I just used git to download the codes, and tensorflow was installed from nightly build. Then I compiled tensorflow from source.
# python cifar10_multi_gpu_train.py --num_gpus=4
I tensorflow/stream_executor/dso_loader.cc:125] successfully opened CUDA library libcublas.so.8.0 locally
I tensorflow/stream_executor/dso_loader.cc:125] successfully opened CUDA library libcudnn.so.5 locally
I tensorflow/stream_executor/dso_loader.cc:125] successfully opened CUDA library libcufft.so.8.0 locally
I tensorflow/stream_executor/dso_loader.cc:125] successfully opened CUDA library libcuda.so.1 locally
I tensorflow/stream_executor/dso_loader.cc:125] successfully opened CUDA library libcurand.so.8.0 locally
Filling queue with 20000 CIFAR images before starting to train. This will take a few minutes.
WARNING:tensorflow:From /home/***/Downloads/models/tutorials/image/cifar10/cifar10_input.py:135: image_summary (from tensorflow.python.ops.logging_ops) is deprecated and will be removed after 2016-11-30.
Instructions for updating:
Please switch to tf.summary.image. Note that tf.summary.image uses the node name instead of the tag. This means that TensorFlow will automatically de-duplicate summary names based on the scope they are created in. Also, the max_images argument was renamed to max_outputs.

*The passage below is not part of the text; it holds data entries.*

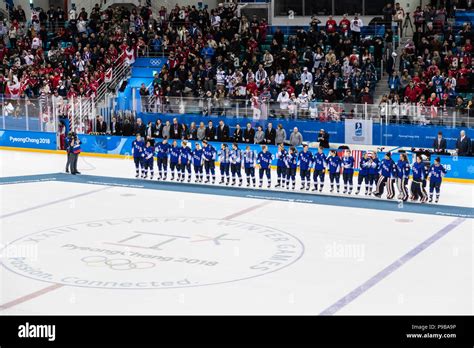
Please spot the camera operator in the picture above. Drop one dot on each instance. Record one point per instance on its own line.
(74, 149)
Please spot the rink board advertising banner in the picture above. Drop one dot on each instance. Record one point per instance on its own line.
(34, 140)
(403, 135)
(358, 132)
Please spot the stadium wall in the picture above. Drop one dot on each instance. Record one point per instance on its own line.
(386, 135)
(460, 169)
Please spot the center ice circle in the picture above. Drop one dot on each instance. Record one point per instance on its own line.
(153, 253)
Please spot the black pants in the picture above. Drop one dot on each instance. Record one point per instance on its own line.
(334, 177)
(173, 166)
(418, 192)
(402, 184)
(75, 157)
(381, 183)
(281, 172)
(348, 180)
(162, 164)
(69, 162)
(235, 169)
(265, 171)
(318, 174)
(304, 174)
(210, 167)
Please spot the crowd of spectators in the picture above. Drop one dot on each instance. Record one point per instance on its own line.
(128, 125)
(434, 71)
(59, 55)
(220, 54)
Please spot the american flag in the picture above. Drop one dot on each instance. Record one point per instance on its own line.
(357, 154)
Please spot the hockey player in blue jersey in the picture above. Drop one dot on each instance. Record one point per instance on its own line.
(174, 158)
(436, 173)
(403, 173)
(281, 166)
(334, 166)
(148, 160)
(197, 160)
(138, 147)
(209, 156)
(184, 162)
(388, 172)
(236, 164)
(162, 152)
(418, 170)
(319, 164)
(347, 171)
(224, 164)
(305, 158)
(264, 160)
(249, 158)
(291, 162)
(373, 172)
(363, 176)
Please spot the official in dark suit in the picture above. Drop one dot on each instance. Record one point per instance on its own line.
(439, 144)
(223, 132)
(238, 134)
(176, 130)
(101, 125)
(270, 134)
(210, 132)
(463, 144)
(323, 138)
(140, 128)
(115, 127)
(249, 134)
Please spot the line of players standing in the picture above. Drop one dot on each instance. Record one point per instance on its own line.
(372, 171)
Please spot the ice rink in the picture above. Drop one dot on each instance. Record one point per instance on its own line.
(104, 243)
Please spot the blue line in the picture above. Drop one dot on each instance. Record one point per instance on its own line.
(277, 195)
(354, 294)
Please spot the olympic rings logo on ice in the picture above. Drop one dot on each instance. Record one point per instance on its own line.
(125, 253)
(116, 264)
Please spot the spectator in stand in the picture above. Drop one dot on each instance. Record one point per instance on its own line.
(323, 139)
(115, 127)
(101, 125)
(249, 134)
(139, 128)
(439, 144)
(201, 131)
(270, 135)
(296, 139)
(222, 132)
(176, 130)
(280, 134)
(238, 134)
(210, 132)
(167, 130)
(259, 137)
(463, 144)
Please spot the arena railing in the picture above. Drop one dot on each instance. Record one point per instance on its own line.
(320, 111)
(48, 114)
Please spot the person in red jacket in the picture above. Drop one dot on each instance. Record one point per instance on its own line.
(345, 25)
(331, 25)
(412, 92)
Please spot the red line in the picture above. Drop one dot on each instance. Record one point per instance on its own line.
(30, 296)
(246, 210)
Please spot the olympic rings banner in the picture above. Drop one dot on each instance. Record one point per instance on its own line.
(34, 140)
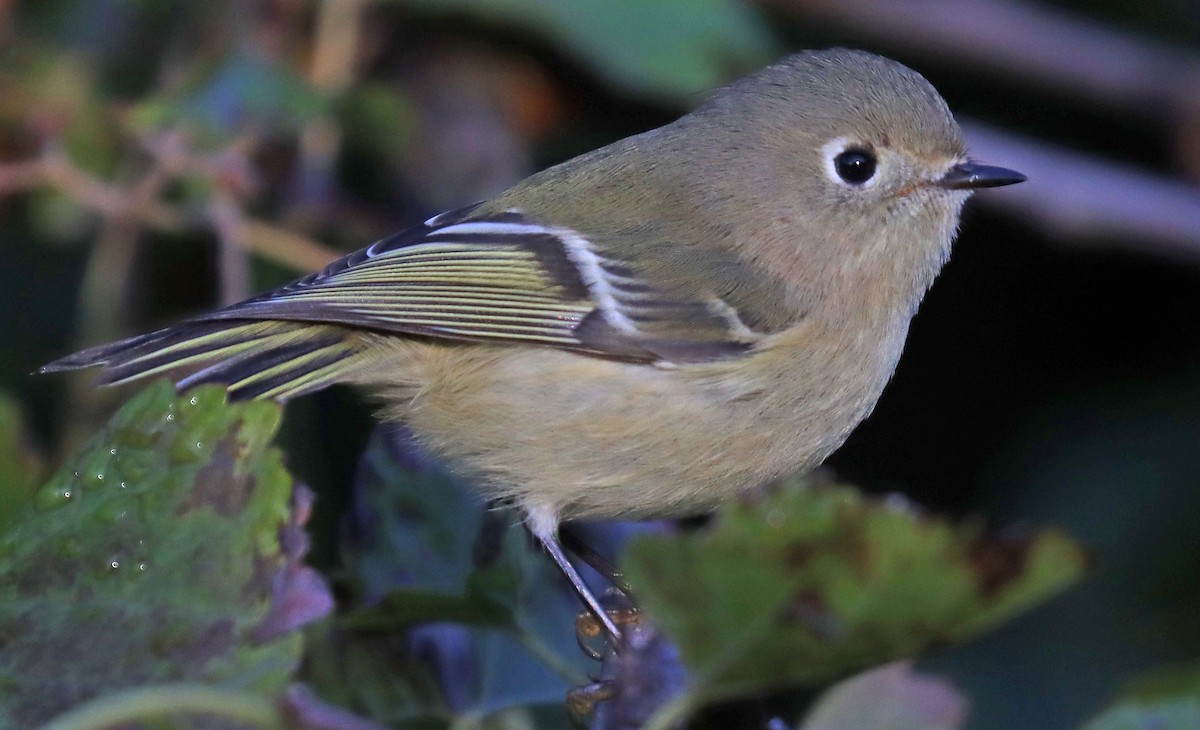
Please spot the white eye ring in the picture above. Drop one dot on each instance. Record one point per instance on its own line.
(833, 153)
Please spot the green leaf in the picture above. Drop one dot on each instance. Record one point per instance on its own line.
(433, 568)
(666, 49)
(1167, 699)
(245, 90)
(815, 581)
(149, 558)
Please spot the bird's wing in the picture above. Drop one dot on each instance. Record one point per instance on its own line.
(507, 277)
(498, 277)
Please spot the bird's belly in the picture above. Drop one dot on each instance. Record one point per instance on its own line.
(587, 437)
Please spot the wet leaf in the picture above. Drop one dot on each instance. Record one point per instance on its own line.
(815, 581)
(149, 557)
(456, 615)
(889, 698)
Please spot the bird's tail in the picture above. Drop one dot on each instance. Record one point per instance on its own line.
(253, 359)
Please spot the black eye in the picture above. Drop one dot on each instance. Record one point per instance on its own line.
(855, 166)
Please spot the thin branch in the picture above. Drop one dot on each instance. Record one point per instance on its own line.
(1075, 195)
(270, 241)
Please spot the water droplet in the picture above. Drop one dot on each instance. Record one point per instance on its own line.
(52, 496)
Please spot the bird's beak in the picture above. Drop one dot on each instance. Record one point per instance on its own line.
(969, 175)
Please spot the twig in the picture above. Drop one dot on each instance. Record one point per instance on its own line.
(282, 246)
(1075, 195)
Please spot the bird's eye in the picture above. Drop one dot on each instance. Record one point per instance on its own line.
(855, 166)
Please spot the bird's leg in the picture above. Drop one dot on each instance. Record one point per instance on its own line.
(577, 546)
(544, 527)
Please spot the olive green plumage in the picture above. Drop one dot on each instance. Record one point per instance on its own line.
(646, 329)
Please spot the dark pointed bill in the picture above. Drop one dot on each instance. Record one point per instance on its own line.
(969, 175)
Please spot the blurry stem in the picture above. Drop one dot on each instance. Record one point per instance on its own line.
(539, 648)
(123, 708)
(270, 241)
(233, 264)
(336, 43)
(334, 57)
(672, 714)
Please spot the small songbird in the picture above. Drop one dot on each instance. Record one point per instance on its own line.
(647, 329)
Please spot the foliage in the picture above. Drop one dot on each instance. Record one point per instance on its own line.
(149, 557)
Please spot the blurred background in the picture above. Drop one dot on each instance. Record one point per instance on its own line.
(161, 157)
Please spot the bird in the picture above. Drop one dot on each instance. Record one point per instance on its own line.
(646, 330)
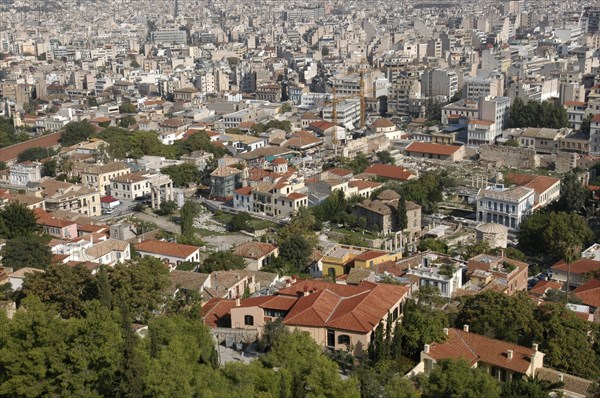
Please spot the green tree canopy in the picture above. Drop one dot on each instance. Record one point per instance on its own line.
(451, 378)
(548, 233)
(76, 132)
(183, 175)
(27, 251)
(17, 220)
(35, 154)
(222, 261)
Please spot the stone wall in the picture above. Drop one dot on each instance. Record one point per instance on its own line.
(522, 158)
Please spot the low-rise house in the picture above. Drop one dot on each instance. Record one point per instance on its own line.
(440, 272)
(256, 254)
(169, 252)
(547, 189)
(503, 361)
(60, 195)
(109, 252)
(338, 317)
(579, 271)
(16, 278)
(390, 172)
(382, 213)
(428, 150)
(224, 181)
(510, 274)
(99, 177)
(57, 227)
(506, 206)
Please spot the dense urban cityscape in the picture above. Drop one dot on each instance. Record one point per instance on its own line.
(300, 199)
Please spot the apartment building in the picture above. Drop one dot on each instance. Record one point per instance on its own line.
(99, 176)
(506, 206)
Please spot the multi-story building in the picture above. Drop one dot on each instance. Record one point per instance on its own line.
(506, 206)
(99, 177)
(440, 272)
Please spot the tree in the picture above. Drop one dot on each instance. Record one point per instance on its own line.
(312, 373)
(421, 325)
(573, 195)
(138, 285)
(584, 129)
(450, 378)
(239, 222)
(35, 154)
(432, 244)
(183, 174)
(127, 107)
(547, 233)
(16, 220)
(66, 288)
(402, 220)
(529, 388)
(76, 132)
(499, 316)
(385, 157)
(167, 207)
(222, 261)
(562, 329)
(26, 251)
(189, 211)
(127, 121)
(296, 251)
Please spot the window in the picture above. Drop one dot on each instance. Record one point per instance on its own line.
(344, 339)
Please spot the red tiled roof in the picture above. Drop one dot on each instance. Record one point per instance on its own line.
(389, 171)
(473, 347)
(436, 149)
(579, 267)
(254, 250)
(360, 312)
(216, 309)
(589, 293)
(542, 287)
(10, 153)
(166, 248)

Traceback (most recent call last):
File "cifar10_multi_gpu_train.py", line 273, in <module>
tf.app.run()
File "/usr/local/lib/python2.7/dist-packages/tensorflow/python/platform/app.py", line 44, in run
_sys.exit(main(_sys.argv[:1] + flags_passthrough))
File "cifar10_multi_gpu_train.py", line 269, in main
train()
File "cifar10_multi_gpu_train.py", line 171, in train
loss = tower_loss(scope)
File "cifar10_multi_gpu_train.py", line 78, in tower_loss
logits = cifar10.inference(images)
File "/home/***/Downloads/models/tutorials/image/cifar10/cifar10.py", line 207, in inference
wd=0.0)
File "/home/***/Downloads/models/tutorials/image/cifar10/cifar10.py", line 137, in _variable_with_weight_decay
weight_decay = tf.mul(tf.nn.l2_loss(var), wd, name='weight_loss')
AttributeError: 'module' object has no attribute 'mul'
@drpngx It looks like cl/141623422 (Dec 9th) didn't get synced to tensorflow/models to rename tf.mul -> tf.multiply. Possibly because December 9th was also the day that https://github.com/tensorflow/models/commit/86ecc9730d751c1f72e3bfecac958166390f4125 moved cifar10 from tensorflow/tensorflow to tensorflow/models.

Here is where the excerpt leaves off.